PHILADELPHIA – Simple button terminals – featuring “emoji” reflecting a range of emotions and sentiments -- stationed around emergency departments (EDs) are effective in monitoring doctor and patient sentiments in real time, a Penn Medicine study found. Traditionally, surveys are mailed or sent electronically to evaluate patient experiences, but response rates can be low and those that respond do so well after the visit. Using touch terminals could help inform immediate adjustments in the ED that would not just better serve patients but also the clinicians treating them. The findings of this trial were published today in Annals of Emergency Medicine.
“This study begins to shed light on simple, fast ways of identifying trends and providing high-level information on how patients and providers are feeling in real time,” said Anish Agarwal, MD, an assistant professor of Emergency Medicine at Penn Medicine. “We wanted to see if people would even notice these buttons, which they did — and they pushed them a lot.”
The terminals Agarwal and his fellow researchers used are similar to those used to gauge visitor satisfaction in sports arenas and airports. Each terminal features four buttons, ranging from very positive (green, with a happy face) to very negative (red, with a frowning face). They were established in three different locations in an urban ED to capture the sentiments of three specific groups: doctors, nurses, and patients. As such, one was set up near physician workstations, another at nurses’ workstations, and the last at the patient exit.
During the five-month study period in 2018, nearly 14,000 sentiments were recorded across the three terminals, with roughly 68 percent coming from the provider-facing terminals. The nurses’ station terminal recorded the most sentiments, accounting for 53 percent of those captured for the study but, across all three terminals, an average of 108 sentiments were recorded per day, numbers which were encouraging to the researchers.
“This work suggests that we can collect real-time provider and patient feedback that we haven’t previously been able to identify,” said the study’s senior author, Raina Merchant, MD, the director of the Penn Medicine Center for Digital Health and an associate professor of Emergency Medicine. “This can allow for support when things are going well and addressing challenges when they occur.”

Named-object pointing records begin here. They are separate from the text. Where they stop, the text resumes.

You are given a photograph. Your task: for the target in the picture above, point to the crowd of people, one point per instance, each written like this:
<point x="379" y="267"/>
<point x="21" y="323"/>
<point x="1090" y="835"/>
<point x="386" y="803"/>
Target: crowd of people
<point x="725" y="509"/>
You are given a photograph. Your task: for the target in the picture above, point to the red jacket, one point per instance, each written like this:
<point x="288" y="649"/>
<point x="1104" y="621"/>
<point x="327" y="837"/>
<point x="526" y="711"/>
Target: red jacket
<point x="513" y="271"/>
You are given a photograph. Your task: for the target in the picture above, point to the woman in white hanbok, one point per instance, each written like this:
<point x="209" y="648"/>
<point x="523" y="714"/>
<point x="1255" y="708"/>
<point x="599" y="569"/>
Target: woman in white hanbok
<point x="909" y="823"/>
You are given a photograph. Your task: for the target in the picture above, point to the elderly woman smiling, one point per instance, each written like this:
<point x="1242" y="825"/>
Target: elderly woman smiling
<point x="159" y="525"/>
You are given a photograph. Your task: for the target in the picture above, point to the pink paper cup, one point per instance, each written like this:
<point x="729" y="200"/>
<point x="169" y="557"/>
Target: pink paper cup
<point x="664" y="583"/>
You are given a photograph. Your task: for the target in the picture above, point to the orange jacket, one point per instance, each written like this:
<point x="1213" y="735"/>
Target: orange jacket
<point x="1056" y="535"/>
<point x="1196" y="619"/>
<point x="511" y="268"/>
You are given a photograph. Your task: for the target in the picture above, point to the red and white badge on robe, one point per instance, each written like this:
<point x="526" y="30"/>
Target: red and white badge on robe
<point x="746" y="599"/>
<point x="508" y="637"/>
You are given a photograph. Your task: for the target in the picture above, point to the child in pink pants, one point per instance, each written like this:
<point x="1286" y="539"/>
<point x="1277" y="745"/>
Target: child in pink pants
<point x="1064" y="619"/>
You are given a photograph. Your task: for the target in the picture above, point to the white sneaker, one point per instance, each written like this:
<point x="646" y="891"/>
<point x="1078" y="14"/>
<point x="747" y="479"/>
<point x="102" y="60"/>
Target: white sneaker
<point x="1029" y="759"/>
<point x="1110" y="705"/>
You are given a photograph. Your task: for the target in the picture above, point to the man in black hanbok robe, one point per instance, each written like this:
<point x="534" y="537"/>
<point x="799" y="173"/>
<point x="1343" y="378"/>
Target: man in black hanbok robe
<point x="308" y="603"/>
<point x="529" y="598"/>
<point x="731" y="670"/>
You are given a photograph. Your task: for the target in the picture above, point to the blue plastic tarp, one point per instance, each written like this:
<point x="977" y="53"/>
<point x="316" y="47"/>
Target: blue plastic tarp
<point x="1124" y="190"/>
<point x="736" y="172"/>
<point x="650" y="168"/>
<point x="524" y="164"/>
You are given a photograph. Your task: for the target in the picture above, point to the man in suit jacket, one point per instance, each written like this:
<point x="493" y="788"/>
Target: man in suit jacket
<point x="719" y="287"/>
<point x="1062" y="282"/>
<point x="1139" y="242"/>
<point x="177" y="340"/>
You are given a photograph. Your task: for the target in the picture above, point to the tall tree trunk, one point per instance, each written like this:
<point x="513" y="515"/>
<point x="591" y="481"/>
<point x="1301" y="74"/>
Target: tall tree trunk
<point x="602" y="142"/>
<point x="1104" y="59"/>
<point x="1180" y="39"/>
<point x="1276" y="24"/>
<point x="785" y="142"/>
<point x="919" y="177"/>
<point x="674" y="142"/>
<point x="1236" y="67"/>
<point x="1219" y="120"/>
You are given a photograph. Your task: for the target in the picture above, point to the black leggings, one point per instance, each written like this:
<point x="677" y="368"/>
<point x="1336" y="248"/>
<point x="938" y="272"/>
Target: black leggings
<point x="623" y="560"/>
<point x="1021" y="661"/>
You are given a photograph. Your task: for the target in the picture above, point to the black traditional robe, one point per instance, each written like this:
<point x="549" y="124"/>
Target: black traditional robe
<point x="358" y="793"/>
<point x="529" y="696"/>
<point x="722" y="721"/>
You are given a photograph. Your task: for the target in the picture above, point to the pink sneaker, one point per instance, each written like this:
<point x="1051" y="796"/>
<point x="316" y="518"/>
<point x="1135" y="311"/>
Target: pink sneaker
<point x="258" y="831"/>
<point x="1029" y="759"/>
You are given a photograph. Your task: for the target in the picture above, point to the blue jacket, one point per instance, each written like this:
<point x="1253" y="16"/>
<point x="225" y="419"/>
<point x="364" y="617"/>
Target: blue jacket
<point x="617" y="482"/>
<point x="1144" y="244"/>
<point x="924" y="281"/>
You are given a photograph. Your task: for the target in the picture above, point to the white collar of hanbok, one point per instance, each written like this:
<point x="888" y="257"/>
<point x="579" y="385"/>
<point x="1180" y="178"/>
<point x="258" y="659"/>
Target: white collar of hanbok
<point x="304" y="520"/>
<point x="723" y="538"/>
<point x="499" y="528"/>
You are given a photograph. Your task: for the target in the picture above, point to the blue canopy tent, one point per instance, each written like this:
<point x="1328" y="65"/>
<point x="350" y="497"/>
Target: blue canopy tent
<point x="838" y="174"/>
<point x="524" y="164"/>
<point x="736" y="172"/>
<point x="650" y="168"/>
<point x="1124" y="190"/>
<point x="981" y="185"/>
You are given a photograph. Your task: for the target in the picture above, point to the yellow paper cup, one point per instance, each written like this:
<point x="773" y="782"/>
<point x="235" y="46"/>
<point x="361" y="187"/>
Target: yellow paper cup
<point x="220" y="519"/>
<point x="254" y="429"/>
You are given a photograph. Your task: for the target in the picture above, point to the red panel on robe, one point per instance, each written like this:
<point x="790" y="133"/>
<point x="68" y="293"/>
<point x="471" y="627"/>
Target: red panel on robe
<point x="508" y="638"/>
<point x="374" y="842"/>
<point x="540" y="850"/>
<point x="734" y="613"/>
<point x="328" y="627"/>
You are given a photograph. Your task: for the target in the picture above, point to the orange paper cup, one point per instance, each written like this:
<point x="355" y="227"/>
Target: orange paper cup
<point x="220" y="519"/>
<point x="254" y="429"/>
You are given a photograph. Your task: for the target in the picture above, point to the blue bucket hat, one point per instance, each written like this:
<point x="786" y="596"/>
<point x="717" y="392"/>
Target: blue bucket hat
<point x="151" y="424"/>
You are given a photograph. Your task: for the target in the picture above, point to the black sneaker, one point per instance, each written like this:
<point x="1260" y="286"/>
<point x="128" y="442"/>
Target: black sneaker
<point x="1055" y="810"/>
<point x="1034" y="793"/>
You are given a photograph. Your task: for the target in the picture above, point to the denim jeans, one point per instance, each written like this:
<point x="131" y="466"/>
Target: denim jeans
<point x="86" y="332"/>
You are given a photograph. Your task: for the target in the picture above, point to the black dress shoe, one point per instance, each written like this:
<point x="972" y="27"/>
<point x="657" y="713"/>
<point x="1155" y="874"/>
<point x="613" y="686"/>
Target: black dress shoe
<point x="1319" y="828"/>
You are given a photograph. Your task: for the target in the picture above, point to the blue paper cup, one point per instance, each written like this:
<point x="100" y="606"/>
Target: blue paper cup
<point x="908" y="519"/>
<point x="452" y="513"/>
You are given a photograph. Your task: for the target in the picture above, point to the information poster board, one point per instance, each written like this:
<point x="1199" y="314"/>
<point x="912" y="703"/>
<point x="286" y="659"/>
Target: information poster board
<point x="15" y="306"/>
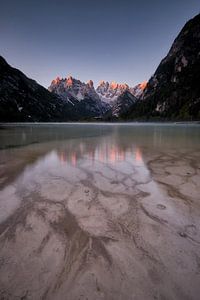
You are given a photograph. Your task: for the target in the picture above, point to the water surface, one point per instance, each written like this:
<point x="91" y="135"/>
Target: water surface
<point x="99" y="211"/>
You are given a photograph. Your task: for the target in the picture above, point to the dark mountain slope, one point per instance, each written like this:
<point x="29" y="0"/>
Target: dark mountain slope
<point x="174" y="90"/>
<point x="23" y="100"/>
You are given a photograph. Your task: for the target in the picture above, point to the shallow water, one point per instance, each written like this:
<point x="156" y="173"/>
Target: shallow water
<point x="100" y="211"/>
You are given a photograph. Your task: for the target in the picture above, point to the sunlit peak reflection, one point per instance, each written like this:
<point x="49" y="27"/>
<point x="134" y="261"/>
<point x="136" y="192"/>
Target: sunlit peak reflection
<point x="104" y="153"/>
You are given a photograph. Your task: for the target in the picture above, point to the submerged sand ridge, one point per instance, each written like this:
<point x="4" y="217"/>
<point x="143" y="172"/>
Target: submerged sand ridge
<point x="93" y="219"/>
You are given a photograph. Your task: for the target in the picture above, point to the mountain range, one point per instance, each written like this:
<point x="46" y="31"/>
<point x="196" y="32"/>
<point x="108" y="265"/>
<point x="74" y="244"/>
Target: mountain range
<point x="172" y="93"/>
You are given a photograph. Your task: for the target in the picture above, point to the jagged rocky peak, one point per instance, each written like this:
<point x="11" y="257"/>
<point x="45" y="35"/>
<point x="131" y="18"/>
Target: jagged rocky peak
<point x="70" y="86"/>
<point x="173" y="92"/>
<point x="139" y="89"/>
<point x="90" y="83"/>
<point x="109" y="92"/>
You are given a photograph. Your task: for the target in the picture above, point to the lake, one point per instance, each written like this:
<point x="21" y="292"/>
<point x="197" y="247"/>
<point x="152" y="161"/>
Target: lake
<point x="100" y="211"/>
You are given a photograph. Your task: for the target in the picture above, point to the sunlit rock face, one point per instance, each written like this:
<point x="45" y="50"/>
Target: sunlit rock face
<point x="138" y="90"/>
<point x="81" y="95"/>
<point x="109" y="92"/>
<point x="23" y="99"/>
<point x="120" y="97"/>
<point x="173" y="92"/>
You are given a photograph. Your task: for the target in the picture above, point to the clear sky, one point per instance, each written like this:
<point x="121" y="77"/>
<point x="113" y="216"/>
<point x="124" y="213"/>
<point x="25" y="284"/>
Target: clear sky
<point x="120" y="40"/>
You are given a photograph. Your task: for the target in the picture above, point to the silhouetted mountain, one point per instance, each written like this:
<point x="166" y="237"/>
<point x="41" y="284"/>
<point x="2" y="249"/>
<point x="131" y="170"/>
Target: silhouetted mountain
<point x="24" y="100"/>
<point x="173" y="92"/>
<point x="82" y="96"/>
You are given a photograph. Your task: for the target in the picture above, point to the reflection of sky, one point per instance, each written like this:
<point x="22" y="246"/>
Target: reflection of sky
<point x="104" y="153"/>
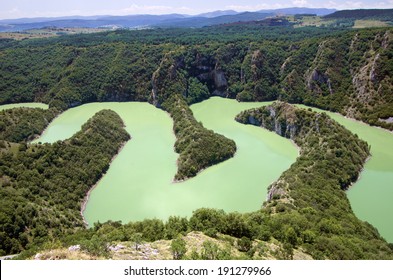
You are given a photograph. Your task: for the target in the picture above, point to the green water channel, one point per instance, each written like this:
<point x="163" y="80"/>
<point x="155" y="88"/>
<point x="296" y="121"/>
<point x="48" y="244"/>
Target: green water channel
<point x="26" y="105"/>
<point x="139" y="185"/>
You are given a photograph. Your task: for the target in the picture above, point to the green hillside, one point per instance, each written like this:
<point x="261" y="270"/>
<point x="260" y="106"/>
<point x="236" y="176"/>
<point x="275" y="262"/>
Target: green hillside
<point x="345" y="71"/>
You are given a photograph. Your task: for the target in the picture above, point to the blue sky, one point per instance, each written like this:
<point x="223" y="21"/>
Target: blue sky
<point x="53" y="8"/>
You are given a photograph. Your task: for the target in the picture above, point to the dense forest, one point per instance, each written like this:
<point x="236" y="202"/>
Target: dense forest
<point x="43" y="186"/>
<point x="307" y="209"/>
<point x="346" y="71"/>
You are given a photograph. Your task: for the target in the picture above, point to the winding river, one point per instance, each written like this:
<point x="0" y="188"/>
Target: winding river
<point x="139" y="185"/>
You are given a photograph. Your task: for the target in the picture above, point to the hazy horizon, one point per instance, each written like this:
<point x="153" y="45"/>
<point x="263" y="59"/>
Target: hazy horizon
<point x="14" y="9"/>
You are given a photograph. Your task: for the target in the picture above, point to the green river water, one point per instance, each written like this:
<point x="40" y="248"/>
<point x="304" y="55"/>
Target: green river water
<point x="139" y="185"/>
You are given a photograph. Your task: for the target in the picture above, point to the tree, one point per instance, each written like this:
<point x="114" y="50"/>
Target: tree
<point x="244" y="244"/>
<point x="210" y="250"/>
<point x="137" y="239"/>
<point x="178" y="248"/>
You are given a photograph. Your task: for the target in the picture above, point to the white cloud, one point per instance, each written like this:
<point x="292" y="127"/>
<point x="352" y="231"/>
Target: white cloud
<point x="300" y="3"/>
<point x="137" y="9"/>
<point x="241" y="8"/>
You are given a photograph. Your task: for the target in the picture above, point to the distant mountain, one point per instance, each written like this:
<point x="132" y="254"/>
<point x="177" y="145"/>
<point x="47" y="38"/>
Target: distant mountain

Although primarily a feasibility study, the researchers did uncover some associations between the recorded sentiments and things like identity and patient volume. For instance, high satisfaction numbers were associated with the patient exit terminal, where positive responses outnumbered the negative each day by 25 percent, on average.
On the negative side of comments, doctor and nurse sentiments were moderately associated with a higher number of patients waiting to be seen, and strongly correlated with an increased number of patients being boarded in the ED. This, Agarwal believes, could be tied to capacity strains that limit providers’ ability to see patients.
“I think our staff are happier when things are working smoothly, times where we can quickly treat people and keep things moving,” Agarwal said.
Now with evidence that button terminals are used at a high level in the ED, Agarwal hopes to dive deeper on his findings with future work to determine why sentiment shifts happen and determine the best ways that they can be quickly responded to.
“Frictionless feedback is key in helping drive quality improvement in healthcare, and we need to explore more ways in which we can expand it,” Agarwal said. “I would argue that the day-to-day frustrations — and joy — clinicians experience likely contributes to their long-term satisfaction or burnout. So we need to rethink how we engage with providers and patients.”